Frankly, your personal opinion doesn't matter. The stay still only applies to the petition submitted. That you agree or disagree doesn't change that.
The cases between Utah and California [using the perfect example for this analogy] are not different AT ALL. They both involve a voter-majority enacted statute that limits the definition of marriage simply to "a man and a woman". In one state the power of that democratic rule was pled and on those pleadings granted a stay [Utah]. In the other state the majority voters do not enjoy the power of their vote on the same matter in the same exact way. [California]
They're different in at least one significant way:
the AG in California isn't seeking a stay. How then could a rejection that never happened for a stay that was never requested be overruled? Obviously it couldn't be
. There's nothing to overrule.
Meaning that you're not only wrong on the way that stays apply, but you're dead wrong on any such imaginary 'stay' in California being overturned.
There is no stay. There is no standing for any party not directly harmed by such a proposition. The USSC has already found that individuals in CA not directly involved in their own gay marriage case have no standing as they haven't been harmed.
So the only party that could levy such a petition for a stay of implementation of the Walker court's ruling....would be the CA AG. And the Attorney General of California isn't seeking any such stay of implementation.
Ergo, there's no route of enforcement that could even *hypothetically* exist, even if granting a specific petition somehow applied too all petitions in all 50 states.
Which, of course, it doesn't. So you've created a fail layer cake here, with one type of wrong stacked atop another.
And because of that, rogue officials in CA are using that limbo and legal conflict of base civil rights to gut voter-enacted law before a clear definition of constitutionality has been passed upon it. The ONLY constitutional finding in the twin Prop 8/Windsor Hearing was that state's have the right to define marriage and after that definition, the fed has to obey them.
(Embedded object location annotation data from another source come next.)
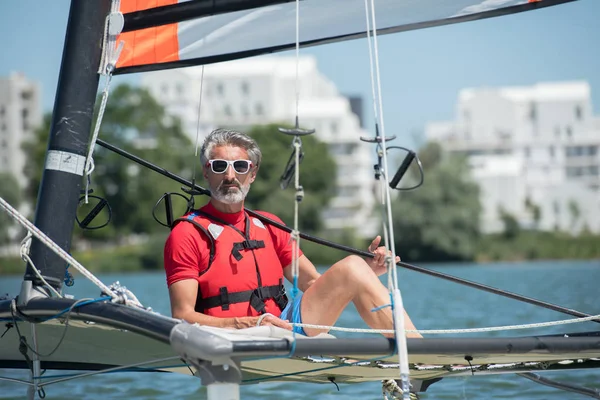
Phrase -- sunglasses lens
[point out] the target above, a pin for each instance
(219, 166)
(241, 166)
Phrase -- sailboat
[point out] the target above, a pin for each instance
(114, 332)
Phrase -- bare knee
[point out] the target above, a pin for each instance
(353, 270)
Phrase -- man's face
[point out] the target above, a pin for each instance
(229, 187)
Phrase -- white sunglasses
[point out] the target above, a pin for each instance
(220, 166)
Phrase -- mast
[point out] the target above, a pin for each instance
(69, 137)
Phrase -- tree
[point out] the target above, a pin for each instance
(9, 191)
(535, 210)
(135, 122)
(317, 177)
(439, 221)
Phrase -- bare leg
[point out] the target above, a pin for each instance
(350, 279)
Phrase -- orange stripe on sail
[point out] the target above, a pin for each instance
(148, 46)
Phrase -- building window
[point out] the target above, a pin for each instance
(245, 88)
(533, 112)
(578, 113)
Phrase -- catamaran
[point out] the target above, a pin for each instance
(114, 332)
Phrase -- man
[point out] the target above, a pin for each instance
(226, 269)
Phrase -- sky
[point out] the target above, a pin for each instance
(421, 71)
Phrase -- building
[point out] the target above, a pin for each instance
(534, 152)
(20, 114)
(262, 90)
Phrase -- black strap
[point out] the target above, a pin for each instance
(255, 297)
(246, 245)
(207, 234)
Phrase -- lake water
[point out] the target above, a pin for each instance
(432, 304)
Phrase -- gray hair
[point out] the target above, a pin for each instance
(225, 137)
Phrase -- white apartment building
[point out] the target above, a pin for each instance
(536, 145)
(262, 90)
(20, 114)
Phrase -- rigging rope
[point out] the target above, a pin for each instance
(112, 27)
(465, 330)
(395, 296)
(34, 230)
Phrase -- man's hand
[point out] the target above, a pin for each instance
(267, 320)
(377, 263)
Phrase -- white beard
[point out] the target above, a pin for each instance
(230, 195)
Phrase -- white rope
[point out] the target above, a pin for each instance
(89, 162)
(295, 234)
(34, 230)
(198, 122)
(396, 297)
(24, 251)
(453, 331)
(297, 54)
(110, 56)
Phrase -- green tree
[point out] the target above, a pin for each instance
(439, 221)
(135, 122)
(535, 210)
(9, 191)
(317, 177)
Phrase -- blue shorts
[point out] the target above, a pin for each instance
(292, 313)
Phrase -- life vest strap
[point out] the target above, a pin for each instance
(246, 245)
(255, 297)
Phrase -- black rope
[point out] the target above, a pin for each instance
(469, 359)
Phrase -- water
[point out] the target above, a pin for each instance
(432, 303)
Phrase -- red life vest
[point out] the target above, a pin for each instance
(233, 284)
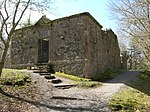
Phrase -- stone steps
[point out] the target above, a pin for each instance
(64, 86)
(57, 83)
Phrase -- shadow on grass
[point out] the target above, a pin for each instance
(134, 80)
(55, 108)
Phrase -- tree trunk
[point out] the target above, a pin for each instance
(4, 57)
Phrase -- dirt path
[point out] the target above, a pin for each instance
(78, 99)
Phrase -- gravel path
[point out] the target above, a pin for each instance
(78, 99)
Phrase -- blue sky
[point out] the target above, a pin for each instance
(97, 8)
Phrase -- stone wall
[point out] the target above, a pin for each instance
(77, 45)
(23, 48)
(66, 45)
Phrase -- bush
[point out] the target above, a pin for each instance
(14, 78)
(107, 75)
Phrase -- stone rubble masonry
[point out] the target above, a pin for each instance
(77, 45)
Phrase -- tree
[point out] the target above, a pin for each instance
(11, 14)
(133, 17)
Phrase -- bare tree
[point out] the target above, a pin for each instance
(11, 14)
(133, 17)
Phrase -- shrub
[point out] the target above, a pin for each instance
(107, 75)
(14, 78)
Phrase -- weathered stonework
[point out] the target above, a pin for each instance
(76, 45)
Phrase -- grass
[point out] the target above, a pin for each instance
(134, 98)
(107, 75)
(14, 77)
(80, 82)
(15, 88)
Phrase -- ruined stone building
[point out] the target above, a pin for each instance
(76, 45)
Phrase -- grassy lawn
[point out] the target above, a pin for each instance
(15, 89)
(134, 98)
(80, 82)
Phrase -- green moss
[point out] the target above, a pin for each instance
(14, 77)
(89, 84)
(72, 77)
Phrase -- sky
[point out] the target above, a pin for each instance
(97, 8)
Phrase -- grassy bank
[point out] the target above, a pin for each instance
(105, 76)
(134, 98)
(15, 91)
(80, 82)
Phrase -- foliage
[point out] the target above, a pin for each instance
(14, 78)
(107, 75)
(135, 98)
(133, 18)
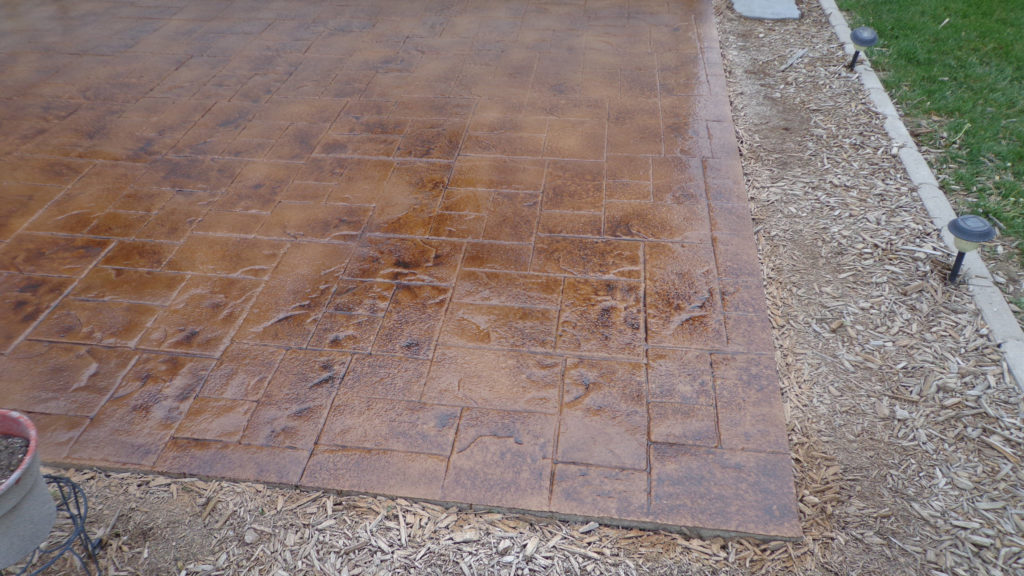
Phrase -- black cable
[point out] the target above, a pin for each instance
(73, 503)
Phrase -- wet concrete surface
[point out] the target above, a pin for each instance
(495, 253)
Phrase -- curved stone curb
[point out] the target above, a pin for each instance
(1004, 329)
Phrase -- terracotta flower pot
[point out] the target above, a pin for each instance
(27, 509)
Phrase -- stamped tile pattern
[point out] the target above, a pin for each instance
(489, 253)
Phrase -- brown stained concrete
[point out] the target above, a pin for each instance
(486, 252)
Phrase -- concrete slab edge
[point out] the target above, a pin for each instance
(1003, 326)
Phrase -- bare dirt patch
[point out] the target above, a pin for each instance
(904, 426)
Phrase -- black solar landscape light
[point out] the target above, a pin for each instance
(863, 37)
(969, 232)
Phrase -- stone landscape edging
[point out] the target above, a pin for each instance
(1003, 326)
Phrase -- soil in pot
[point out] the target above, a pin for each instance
(12, 451)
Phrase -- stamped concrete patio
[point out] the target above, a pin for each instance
(487, 252)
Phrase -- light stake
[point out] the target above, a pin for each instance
(863, 37)
(969, 232)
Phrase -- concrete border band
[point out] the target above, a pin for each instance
(1004, 329)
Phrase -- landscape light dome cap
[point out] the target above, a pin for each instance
(864, 36)
(970, 231)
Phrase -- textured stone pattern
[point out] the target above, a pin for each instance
(485, 252)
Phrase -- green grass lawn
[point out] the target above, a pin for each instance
(955, 68)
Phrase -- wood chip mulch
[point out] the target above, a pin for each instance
(904, 425)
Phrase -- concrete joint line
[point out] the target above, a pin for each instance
(1003, 327)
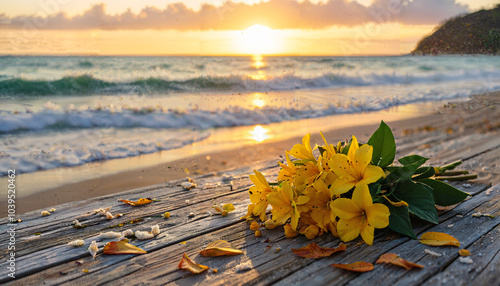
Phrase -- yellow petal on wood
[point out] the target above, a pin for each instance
(438, 239)
(220, 248)
(141, 201)
(188, 264)
(396, 260)
(228, 207)
(121, 247)
(315, 251)
(359, 266)
(464, 252)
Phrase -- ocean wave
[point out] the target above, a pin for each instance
(88, 85)
(65, 149)
(52, 116)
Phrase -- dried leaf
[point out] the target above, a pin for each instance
(141, 201)
(464, 252)
(438, 239)
(359, 266)
(396, 260)
(220, 248)
(315, 251)
(188, 264)
(121, 247)
(228, 207)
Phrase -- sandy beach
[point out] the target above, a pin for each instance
(454, 120)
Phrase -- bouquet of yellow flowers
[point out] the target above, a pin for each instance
(350, 189)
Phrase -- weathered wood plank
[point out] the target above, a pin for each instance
(159, 266)
(58, 227)
(265, 268)
(468, 230)
(484, 251)
(190, 230)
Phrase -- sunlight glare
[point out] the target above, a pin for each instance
(259, 39)
(259, 133)
(258, 100)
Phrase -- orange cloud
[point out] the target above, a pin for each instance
(277, 14)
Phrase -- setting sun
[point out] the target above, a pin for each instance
(259, 39)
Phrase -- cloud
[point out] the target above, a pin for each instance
(277, 14)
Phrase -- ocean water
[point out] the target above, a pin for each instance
(69, 111)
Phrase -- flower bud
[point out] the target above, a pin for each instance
(289, 232)
(269, 224)
(311, 231)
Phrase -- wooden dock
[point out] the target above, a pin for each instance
(44, 258)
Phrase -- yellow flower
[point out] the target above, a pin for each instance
(354, 169)
(289, 232)
(360, 215)
(287, 172)
(306, 173)
(303, 151)
(258, 194)
(310, 232)
(319, 204)
(249, 214)
(285, 206)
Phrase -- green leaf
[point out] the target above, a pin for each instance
(302, 162)
(374, 189)
(405, 172)
(444, 194)
(399, 220)
(423, 173)
(419, 198)
(384, 146)
(412, 159)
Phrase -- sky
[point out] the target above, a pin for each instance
(221, 27)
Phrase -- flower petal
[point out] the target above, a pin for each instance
(302, 200)
(342, 185)
(363, 157)
(372, 174)
(345, 208)
(287, 191)
(339, 163)
(378, 215)
(361, 196)
(259, 180)
(353, 148)
(295, 218)
(348, 229)
(367, 233)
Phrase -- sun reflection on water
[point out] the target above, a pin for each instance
(258, 63)
(259, 133)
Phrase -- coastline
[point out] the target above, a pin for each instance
(215, 159)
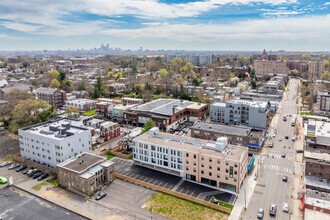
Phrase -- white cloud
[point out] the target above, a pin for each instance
(275, 28)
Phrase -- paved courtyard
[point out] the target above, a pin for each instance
(168, 181)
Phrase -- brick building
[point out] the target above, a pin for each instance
(53, 96)
(85, 174)
(166, 113)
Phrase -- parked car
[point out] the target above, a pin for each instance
(285, 178)
(5, 164)
(3, 180)
(285, 207)
(43, 176)
(100, 195)
(13, 166)
(37, 174)
(20, 168)
(26, 171)
(260, 214)
(272, 209)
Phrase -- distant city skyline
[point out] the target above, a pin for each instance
(241, 25)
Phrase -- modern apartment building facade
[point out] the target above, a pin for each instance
(53, 96)
(53, 142)
(214, 163)
(85, 174)
(166, 112)
(254, 114)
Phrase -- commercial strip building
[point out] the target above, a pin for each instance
(254, 114)
(166, 113)
(237, 135)
(53, 96)
(215, 163)
(85, 173)
(84, 105)
(53, 142)
(317, 134)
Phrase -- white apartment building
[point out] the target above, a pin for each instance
(53, 142)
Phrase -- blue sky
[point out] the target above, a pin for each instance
(160, 24)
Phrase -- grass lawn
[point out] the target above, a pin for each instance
(54, 182)
(91, 112)
(38, 187)
(9, 158)
(177, 208)
(110, 156)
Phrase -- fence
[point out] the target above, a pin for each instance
(171, 192)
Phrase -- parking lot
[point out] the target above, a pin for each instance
(128, 198)
(19, 178)
(17, 204)
(175, 183)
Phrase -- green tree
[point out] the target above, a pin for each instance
(147, 126)
(27, 113)
(54, 83)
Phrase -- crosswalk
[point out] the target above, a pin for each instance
(277, 168)
(273, 155)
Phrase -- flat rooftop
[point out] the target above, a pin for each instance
(51, 129)
(195, 145)
(165, 106)
(82, 162)
(225, 129)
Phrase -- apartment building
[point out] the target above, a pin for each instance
(237, 135)
(323, 98)
(263, 67)
(254, 114)
(315, 69)
(84, 105)
(166, 112)
(109, 130)
(85, 173)
(132, 101)
(215, 163)
(53, 96)
(53, 142)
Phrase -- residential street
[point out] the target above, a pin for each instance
(270, 188)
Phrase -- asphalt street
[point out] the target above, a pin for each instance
(270, 188)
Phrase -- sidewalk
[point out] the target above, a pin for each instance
(247, 189)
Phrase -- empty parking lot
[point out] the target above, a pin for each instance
(175, 183)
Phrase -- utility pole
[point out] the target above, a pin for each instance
(245, 197)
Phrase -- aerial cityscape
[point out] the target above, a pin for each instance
(156, 109)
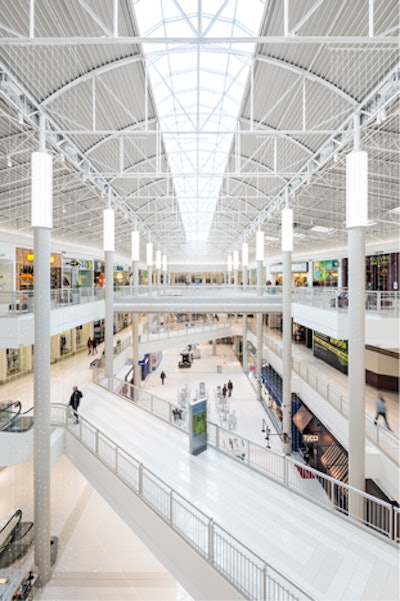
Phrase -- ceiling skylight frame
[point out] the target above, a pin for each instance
(200, 105)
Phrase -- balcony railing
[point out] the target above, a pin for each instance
(251, 575)
(20, 302)
(377, 516)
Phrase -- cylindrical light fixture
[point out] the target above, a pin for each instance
(357, 189)
(245, 254)
(287, 230)
(135, 246)
(235, 259)
(108, 230)
(259, 246)
(42, 190)
(158, 259)
(149, 254)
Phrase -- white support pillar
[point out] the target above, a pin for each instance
(229, 269)
(135, 255)
(287, 247)
(42, 223)
(356, 221)
(108, 246)
(235, 267)
(149, 261)
(259, 318)
(245, 265)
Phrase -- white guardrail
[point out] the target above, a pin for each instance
(378, 517)
(387, 441)
(251, 575)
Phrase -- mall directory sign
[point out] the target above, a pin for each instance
(198, 426)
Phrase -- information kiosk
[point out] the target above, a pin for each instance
(198, 426)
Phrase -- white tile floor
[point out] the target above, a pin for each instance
(100, 558)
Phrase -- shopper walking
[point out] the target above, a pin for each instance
(381, 410)
(74, 402)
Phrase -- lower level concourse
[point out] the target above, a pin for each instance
(100, 557)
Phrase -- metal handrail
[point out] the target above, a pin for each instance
(250, 574)
(378, 517)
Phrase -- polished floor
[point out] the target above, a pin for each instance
(99, 558)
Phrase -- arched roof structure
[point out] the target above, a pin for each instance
(199, 121)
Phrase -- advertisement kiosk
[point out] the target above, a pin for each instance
(198, 426)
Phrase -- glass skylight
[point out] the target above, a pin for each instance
(198, 89)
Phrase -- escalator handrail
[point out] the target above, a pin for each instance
(14, 414)
(8, 528)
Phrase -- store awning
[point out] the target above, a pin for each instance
(302, 418)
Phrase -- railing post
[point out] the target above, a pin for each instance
(263, 592)
(285, 470)
(211, 541)
(171, 507)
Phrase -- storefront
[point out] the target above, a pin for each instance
(7, 259)
(25, 269)
(332, 351)
(121, 276)
(299, 274)
(77, 273)
(14, 362)
(326, 273)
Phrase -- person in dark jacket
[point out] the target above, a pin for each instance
(74, 402)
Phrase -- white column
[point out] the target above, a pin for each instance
(287, 247)
(229, 269)
(356, 221)
(149, 261)
(108, 247)
(259, 318)
(235, 267)
(135, 256)
(42, 223)
(245, 265)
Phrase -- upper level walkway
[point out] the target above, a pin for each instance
(316, 549)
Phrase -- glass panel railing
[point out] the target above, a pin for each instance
(13, 304)
(266, 461)
(382, 302)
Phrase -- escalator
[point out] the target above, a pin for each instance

That "fed" also includes SCOTUS and lower district federal courts.
There's no limbo. PRop 8 has been adjudicated. There are no pending petitions for stays of implementation. There are no appeals. The case went all the way to the USSC, and the USSC allowed a lower court ruling to stand.
As for as Prop 8 is concerned, the Walker decision in Perry V Brown ends it. Prop 8 is and remains illegal to implement, by an authoritative ruling of the federal judiciary.
And who, pray tell, is requesting a stay of implementation of the Walker decision in CA? No one with standing. Who, pray tell, is appealing the Walker decision to the USSC? No one with standing.
There are no avenues of judicial redress that *could* be followed without one or the other. And you have neither.
Ergo, Prop 8 was actually Upheld in Windsor 2013. And SCOTUS knows this. And so did the AG of Utah. Which is why he pled his case for a stay citing this very fact in Windsor's "State's Choice" Ruling on gay marriage under the question of state vs federal powers.
Nope. The Windsor decision didn't address the constitutionality of State bans on gay marriage. It applied to federal law, specifically DOMA. Which it found an unconstitutional violation of rights. With the Windsor court silent on the constitutionality of gay marriage bans by the States, we're left with the Walker decision which explicitly rules that the State gay marriage ban of Prop 8 is unconstitutional.
Remember, both the Windsor decision AND the Walker decision overturned gay marriage bans. Windsor at the federal level. Walker at the State. And the Walker decision remains the highest court ruling on the constitutionality of Prop 8. Invalidating it and rendering it illegal to implement.
Since SCOTUS knows this, Ruled for the stay accordingly, anyone can appeal to SCOTUS right now, this very day and gain protection for their civil rights as a voter in the interim while we await the appeals on all same/similar cases.
NOpe again. The USSC has already denied stays of implementation by Oregon. And ruled that individual citizens not ajudicating their *own* gay marriage in California
a do not have standing on Prop 8. And thus, can't appeal any ruling or challenge any ruling.
So its obviously not 'anyone'.
And unlike UT, the CA AG isn't appealing anything, nor is looking for any stay on the issue. You've simply got no one with standing in CA who could appeal the case interested in doing so. There's nothing to 'overrule'. As there have been no 'stays' requested by the State of California for the courts to reject or affirm.
And you can't overrule an imaginary ruling that never happened.